Writing STLC Evaluator to explore into structure of proof assistants

I wrote a lambda calculus evaluator to learn how to write a proof assistant.

The evaluator is structured into:

  1. Main interface
  2. Parsing
  3. Printing
  4. Type checking
  5. Normalization

I call it Alonzo N.B.E.. People have had traditional to name STLC evaluators Alonzo for some time now. This evaluator is based on normalization-by-evaluation -strategy, so that's the reason for the name.

The software has not been finished, but I still likely do only few remaining changes during the next two days, then I let it be.

This program has been different to those I've written before in a way that I am mainly determining how clear and easy it is to understand through the types that have been declared.

Main interface

My main issues with statically typed languages and compilers has been that they're intolerant for bad user input. Your best way to see whether something's wrong is evaluation, yet the compiler asks you to figure out what's wrong with minimal explanation of what went wrong.

The point with theorem-proving assisted programming is that you never have to run the program to understand the problems there are. You don't even have to read the program. You can just read from the propositions what kind of properties the program is guaranteed to have.

Though this means that the interaction between user and type checker becomes a fairly major event that should be smooth as possible.

The parser is built to be relisient, such that the user always gets some result from the system as long as he has written at least partially correct program.

main :: IO ()
load_module :: String -> IO Module

The first sign of attempt to make it relisient is the load_module that just returns a module.
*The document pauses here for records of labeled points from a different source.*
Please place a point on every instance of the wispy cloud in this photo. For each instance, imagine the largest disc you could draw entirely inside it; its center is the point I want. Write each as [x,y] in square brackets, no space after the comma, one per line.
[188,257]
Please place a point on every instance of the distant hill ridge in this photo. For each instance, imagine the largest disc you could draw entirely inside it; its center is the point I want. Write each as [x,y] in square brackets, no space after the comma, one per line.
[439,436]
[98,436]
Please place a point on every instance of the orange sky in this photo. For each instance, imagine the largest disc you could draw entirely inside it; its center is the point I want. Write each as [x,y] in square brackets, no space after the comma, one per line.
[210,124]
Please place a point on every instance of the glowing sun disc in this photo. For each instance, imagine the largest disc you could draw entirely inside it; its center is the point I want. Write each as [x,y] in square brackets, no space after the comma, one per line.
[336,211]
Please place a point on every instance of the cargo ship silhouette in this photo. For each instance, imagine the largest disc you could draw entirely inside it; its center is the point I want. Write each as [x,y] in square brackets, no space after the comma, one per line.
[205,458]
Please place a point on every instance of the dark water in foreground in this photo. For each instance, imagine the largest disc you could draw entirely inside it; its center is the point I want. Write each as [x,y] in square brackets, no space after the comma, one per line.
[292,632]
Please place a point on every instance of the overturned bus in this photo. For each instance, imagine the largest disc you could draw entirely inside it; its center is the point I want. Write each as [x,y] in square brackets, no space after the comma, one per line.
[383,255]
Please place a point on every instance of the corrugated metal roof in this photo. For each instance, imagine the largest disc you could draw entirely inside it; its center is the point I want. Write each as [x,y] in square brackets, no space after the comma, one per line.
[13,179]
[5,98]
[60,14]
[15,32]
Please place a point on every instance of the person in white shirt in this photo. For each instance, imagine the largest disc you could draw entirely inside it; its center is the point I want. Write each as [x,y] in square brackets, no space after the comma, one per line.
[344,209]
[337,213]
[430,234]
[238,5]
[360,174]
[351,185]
I still would have work to do in order to do it better. An attempt was done though.

The module may contain portions that failed to parse, it also accumulates any errors the type checker gives during the passthrough.

data Module = Module {
    get_structure :: [Structure],
    get_declarations :: Map.Map String Term,
    get_judgements :: Map.Map String Type,
    get_unchecked :: [String],
    get_checked :: [String] }

data Structure =
    Declaration String
  | Judgement String
  | NoParse [Token]
  | Problems String
  | Errors String [Fail]

The [Structure] describes the structure of the input file. It is recorded to form the output of the program. Declarations and judgements are separated into maps for easy access.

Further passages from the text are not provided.